# Good Buy?



## joerivers6 (Jan 23, 2009)

1995 S6 
183k miles
hood, roof and trunk lid clear coat sunfaded
scrape in right rear door
worn through drivers bolster
timing belt and bits replaced at 165k
turbo timer
Apikol 1.8t coil conversion at 165k
slight radiator leak
no rust
$2900

Any opinions?


----------



## speedtek40 (Jul 8, 2005)

Got any pictures? Doesn't sound too bad, but I'd get it inspected....poorly maintained UrS cars can become money pits pretty fast. (even well maintained ones, but poor is far more risky)

A detailed maintenance history is always a good bet. These cars can hide a lot of surprises making a good deal a far less appealing proposition once all the chips fall.
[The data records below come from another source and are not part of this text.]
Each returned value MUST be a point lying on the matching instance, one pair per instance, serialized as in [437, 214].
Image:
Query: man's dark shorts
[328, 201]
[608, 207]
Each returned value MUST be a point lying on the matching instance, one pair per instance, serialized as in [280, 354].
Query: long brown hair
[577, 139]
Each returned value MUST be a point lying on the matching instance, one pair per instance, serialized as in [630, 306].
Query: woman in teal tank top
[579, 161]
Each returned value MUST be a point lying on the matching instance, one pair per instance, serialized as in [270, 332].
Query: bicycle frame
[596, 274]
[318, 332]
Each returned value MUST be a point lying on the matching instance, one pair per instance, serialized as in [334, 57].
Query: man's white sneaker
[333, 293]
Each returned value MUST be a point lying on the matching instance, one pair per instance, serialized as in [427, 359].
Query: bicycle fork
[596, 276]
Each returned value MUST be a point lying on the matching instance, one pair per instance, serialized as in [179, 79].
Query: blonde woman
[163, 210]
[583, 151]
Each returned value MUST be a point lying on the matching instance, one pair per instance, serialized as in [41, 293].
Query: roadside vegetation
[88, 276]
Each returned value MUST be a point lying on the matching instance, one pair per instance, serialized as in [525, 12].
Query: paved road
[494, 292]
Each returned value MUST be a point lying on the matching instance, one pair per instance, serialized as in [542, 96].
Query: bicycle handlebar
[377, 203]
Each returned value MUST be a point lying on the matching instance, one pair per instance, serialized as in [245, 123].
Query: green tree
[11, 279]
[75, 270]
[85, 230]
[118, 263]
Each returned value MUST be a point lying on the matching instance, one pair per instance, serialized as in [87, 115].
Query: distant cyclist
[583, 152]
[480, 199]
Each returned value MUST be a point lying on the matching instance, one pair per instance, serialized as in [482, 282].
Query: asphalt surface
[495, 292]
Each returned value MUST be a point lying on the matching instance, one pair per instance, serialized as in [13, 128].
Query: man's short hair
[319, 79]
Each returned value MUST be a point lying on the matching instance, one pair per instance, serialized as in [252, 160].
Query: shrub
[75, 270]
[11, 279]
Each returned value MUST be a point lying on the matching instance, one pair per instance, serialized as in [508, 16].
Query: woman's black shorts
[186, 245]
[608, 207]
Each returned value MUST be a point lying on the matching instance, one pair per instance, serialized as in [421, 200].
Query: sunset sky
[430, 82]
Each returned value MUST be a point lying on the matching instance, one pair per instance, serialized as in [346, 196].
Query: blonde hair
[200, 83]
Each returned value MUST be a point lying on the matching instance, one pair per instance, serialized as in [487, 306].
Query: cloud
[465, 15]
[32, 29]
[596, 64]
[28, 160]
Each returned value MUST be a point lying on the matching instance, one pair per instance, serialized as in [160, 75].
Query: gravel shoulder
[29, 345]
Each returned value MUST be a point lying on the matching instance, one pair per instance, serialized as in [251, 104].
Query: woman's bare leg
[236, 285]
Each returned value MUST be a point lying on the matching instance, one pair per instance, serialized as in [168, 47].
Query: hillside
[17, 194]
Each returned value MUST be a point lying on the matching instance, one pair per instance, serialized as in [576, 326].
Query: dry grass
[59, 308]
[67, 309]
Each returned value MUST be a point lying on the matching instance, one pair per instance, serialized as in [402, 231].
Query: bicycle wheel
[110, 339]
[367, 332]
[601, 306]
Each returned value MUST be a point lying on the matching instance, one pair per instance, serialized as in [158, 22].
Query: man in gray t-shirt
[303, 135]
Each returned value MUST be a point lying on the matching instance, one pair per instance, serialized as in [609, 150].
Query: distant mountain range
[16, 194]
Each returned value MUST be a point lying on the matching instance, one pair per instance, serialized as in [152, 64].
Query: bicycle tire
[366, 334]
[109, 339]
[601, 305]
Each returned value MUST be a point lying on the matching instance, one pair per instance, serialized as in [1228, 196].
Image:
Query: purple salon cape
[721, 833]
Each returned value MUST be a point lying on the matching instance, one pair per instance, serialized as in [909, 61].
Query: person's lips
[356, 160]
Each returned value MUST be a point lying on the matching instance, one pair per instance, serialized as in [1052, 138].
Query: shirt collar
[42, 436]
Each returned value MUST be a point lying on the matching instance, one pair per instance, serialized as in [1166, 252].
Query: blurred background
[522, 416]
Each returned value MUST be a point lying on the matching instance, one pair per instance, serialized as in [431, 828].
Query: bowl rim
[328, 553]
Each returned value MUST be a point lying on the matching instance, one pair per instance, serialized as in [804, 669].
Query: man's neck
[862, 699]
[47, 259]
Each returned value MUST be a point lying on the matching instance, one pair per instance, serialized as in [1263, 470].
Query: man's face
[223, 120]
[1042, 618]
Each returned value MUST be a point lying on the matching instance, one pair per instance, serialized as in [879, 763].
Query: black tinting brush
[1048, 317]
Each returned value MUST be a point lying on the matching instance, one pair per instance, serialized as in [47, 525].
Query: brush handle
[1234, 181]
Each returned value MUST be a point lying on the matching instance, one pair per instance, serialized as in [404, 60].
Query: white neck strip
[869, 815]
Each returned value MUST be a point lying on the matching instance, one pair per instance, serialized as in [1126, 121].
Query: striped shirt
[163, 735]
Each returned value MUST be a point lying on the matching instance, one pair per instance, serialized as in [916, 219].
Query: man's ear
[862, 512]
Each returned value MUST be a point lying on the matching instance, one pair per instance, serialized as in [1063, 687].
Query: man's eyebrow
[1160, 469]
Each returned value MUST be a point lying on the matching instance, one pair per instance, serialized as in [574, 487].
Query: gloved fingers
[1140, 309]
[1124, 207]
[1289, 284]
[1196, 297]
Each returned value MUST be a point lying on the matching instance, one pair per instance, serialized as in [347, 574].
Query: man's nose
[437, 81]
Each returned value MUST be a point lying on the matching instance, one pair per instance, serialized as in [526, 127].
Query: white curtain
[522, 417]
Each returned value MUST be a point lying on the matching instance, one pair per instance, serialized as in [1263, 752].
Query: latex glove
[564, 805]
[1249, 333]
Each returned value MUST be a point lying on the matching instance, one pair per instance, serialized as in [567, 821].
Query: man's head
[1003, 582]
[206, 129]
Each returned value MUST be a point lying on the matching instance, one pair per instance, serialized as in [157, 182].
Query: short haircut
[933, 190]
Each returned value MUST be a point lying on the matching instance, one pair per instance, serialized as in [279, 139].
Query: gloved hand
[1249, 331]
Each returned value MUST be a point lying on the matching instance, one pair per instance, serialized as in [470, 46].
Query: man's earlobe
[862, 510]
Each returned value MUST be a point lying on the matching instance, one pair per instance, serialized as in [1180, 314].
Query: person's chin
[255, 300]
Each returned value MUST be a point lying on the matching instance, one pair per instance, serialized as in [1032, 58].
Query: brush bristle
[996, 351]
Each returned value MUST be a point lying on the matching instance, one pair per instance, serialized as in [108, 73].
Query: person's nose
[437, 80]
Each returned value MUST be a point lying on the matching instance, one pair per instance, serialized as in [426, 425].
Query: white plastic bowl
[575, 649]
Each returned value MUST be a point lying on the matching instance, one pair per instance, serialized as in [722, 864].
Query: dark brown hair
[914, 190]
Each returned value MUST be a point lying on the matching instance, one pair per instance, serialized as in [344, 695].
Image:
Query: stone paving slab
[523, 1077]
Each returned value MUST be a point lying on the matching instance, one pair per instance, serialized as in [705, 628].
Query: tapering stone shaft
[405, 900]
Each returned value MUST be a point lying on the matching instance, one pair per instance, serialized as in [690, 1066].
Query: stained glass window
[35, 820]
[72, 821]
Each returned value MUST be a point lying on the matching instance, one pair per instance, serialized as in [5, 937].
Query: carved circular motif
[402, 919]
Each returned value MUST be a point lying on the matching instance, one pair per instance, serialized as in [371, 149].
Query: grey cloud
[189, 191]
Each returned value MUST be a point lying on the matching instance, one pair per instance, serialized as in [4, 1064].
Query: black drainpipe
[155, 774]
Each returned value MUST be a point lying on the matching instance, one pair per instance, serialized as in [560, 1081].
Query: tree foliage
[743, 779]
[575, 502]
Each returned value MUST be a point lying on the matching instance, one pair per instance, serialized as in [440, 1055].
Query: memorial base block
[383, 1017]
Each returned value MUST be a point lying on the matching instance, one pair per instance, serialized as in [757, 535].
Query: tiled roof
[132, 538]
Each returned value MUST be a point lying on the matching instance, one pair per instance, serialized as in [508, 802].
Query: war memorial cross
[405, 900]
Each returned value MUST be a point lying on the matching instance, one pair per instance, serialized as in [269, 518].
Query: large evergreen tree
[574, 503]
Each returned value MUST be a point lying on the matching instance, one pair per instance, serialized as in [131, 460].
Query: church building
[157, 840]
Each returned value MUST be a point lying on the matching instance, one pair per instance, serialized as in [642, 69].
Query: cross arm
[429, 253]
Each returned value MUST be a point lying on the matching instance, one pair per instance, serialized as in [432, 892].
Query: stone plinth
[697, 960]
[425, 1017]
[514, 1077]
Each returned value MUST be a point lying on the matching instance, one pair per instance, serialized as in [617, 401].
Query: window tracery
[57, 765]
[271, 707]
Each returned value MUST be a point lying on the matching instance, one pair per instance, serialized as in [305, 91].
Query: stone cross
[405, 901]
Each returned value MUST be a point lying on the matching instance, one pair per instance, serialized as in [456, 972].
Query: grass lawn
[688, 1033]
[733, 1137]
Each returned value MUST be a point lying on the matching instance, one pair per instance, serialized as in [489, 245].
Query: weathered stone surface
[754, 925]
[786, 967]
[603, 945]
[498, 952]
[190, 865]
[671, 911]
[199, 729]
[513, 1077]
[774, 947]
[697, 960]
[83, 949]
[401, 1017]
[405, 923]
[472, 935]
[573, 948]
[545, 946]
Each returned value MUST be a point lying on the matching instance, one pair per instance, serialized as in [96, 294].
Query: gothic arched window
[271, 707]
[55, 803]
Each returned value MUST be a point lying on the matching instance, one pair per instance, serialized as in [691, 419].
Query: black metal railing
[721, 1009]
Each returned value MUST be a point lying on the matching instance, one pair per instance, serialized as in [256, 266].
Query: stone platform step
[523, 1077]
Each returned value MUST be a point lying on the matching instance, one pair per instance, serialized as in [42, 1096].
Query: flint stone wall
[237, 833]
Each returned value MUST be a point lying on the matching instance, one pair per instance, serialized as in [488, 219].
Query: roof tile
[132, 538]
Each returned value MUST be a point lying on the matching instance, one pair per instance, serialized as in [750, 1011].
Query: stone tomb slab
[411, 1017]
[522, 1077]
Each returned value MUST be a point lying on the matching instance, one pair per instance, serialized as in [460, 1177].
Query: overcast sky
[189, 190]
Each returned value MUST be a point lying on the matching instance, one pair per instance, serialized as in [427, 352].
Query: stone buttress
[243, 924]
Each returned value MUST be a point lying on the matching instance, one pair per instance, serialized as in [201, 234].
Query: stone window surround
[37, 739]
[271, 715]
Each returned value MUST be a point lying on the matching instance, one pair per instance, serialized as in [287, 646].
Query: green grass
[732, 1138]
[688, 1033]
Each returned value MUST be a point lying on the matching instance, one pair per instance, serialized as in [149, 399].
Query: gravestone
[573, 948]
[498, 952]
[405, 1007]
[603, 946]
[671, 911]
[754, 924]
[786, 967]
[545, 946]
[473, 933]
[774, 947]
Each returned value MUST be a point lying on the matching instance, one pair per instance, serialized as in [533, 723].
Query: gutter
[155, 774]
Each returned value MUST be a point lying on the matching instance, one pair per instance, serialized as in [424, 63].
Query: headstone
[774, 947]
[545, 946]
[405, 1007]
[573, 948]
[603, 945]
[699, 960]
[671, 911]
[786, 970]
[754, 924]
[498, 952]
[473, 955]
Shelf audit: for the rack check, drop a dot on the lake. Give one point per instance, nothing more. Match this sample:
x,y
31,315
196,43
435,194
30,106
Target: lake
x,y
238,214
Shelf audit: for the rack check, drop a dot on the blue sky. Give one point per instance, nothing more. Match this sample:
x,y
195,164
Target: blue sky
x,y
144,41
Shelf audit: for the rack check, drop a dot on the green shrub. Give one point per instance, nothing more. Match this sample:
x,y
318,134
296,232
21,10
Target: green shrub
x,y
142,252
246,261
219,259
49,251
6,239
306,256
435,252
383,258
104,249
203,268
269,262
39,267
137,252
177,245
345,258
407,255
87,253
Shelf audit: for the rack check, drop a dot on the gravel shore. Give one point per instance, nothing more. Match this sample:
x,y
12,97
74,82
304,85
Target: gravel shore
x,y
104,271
In most cases you will be better off to spend more outright for a well cared for example that doesn't need anything than to pour untold amounts into a car that needs plenty.


----------



## joerivers6 (Jan 23, 2009)

pics..

http://picasaweb.google.com/audicqturbo/20100622?feat=directlink


----------



## joerivers6 (Jan 23, 2009)

pics were taken while replacing the master cylinder, thus the parts on the floor.


----------



## speedtek40 (Jul 8, 2005)

yikes, some nasty rust on that hood.....so did you end up buying it?


----------



## joerivers6 (Jan 23, 2009)

nope..not yet. its in Pennsylvania and im in the Detroit area, so goin to look at it is kinda hard to do


----------